On August 30th, Franklin announced the decision to crack down on skateboards at school using a strict policy. This policy has been in effect since almost 1990, but Franklin has begun to step up their game, for safety reasons. The policy states that if a student enters the school with a skateboard, the only place they can keep it is in their locker or a staff member’s room. Should they not comply, they will be asked to put the board in their locker. Repeated violations will result in a warning, and a violation for “failure to comply with administrator instructions” followed by eventual confiscation.
The biggest issue is that some students carry larger boards, which definitely don’t fit in their locker. Even some regular sized boards don’t fit in the lockers with top and bottom dividers. One option is storing your board in a teacher’s room, but this may be difficult on days when a student doesn’t have that teacher.
This policy has been in place for many years, but there is a renewed effort to enforce it, as there are concerns surrounding safety in the building. Vice Principal Scott Burns says “Last year, from my experience, it wasn’t really enforced… and we’re really just trying to have students understand what the expectations are that already exist.” This may come as a shock to the students who found out during the class assemblies this year, as there was little to no mention of it in last year’s class assemblies. Information regarding the policy is available in the back of the Franklin climate guide and student handbook. The policy, as presented in class assemblies, and in the Student Climate Guide states that, “[Skateboards] are considered to be a students transport to and from school and as such, they are to be used with permission of parents or guardians.
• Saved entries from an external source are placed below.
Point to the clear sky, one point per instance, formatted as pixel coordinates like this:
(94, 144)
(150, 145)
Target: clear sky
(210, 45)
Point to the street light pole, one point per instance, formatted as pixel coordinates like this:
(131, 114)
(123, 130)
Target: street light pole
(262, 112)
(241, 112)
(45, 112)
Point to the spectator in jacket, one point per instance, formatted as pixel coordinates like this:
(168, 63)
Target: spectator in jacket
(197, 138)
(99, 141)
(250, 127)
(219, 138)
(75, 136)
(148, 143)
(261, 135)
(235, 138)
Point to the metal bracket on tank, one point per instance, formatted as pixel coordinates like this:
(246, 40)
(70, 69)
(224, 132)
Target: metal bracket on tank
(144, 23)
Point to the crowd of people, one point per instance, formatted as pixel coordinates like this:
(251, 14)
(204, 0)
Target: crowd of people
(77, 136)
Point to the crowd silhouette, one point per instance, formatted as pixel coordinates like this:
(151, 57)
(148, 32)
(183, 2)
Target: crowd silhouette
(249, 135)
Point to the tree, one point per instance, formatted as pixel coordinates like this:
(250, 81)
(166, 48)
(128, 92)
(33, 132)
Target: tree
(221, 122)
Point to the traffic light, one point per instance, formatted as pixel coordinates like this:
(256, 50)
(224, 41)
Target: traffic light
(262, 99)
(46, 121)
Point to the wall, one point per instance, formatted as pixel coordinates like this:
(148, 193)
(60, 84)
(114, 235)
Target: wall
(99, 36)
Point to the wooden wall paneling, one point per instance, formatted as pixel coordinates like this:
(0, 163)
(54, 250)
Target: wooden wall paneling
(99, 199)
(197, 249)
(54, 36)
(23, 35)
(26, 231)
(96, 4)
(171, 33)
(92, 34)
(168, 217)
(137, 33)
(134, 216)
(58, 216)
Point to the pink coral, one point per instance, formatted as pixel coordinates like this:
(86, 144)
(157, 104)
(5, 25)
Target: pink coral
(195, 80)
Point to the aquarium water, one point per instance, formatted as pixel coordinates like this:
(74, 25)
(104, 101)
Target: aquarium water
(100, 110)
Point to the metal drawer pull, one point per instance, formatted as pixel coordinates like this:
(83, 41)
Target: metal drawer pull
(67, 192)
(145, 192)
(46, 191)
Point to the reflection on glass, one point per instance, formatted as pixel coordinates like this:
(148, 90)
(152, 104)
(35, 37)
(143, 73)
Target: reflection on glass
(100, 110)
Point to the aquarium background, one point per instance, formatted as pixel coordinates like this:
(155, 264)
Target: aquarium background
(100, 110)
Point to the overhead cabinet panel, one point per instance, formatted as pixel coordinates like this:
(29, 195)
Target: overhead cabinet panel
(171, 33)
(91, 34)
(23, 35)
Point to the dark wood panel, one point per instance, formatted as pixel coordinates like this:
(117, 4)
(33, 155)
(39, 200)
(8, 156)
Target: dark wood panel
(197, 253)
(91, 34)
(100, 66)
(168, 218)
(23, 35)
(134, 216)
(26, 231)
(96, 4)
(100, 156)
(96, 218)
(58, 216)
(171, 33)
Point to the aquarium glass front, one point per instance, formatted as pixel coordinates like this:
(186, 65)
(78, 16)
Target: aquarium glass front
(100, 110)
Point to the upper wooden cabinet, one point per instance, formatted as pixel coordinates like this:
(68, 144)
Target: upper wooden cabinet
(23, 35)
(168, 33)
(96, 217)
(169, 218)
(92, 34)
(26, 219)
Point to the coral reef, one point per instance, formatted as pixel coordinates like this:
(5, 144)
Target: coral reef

They are to be stored in lockers or other designated locations during the school day and not be carried with the student or used…during the school day.” According to Burns, repeated violations will result in confiscation. Students have been given warnings already, and have been told to store them in other classrooms. Repeated violations will result in a referral for insubordination and defiance/willful disobedience.
The feedback from students who carry boards in school has been negative, as some have testified that their boards don’t fit in their lockers, yet they still rely on their boards for transport to and from school. Response from some students can be boiled down to one simple statement; “[The policy] is stupid,” says Franklin skateboarder Atticus Lane-Dupre (10). This opinion was echoed by his friend Seamus Holland (10): “I think [the policy] should be abolished, because it’s pointless.”
This policy presents some issues for skaters, and there has been no lack of skateboards in the school. The current expectation is that students figure something out, be it another mode of transportation or storing the board in someone’s room. Boards that will fit in lockers tend to run at a higher cost and less availability, so it may not be possible for some people to skate to school anymore. If the policy has the intended effect, you will see fewer boards in the hallways, and if it doesn’t, there will be no discernible change.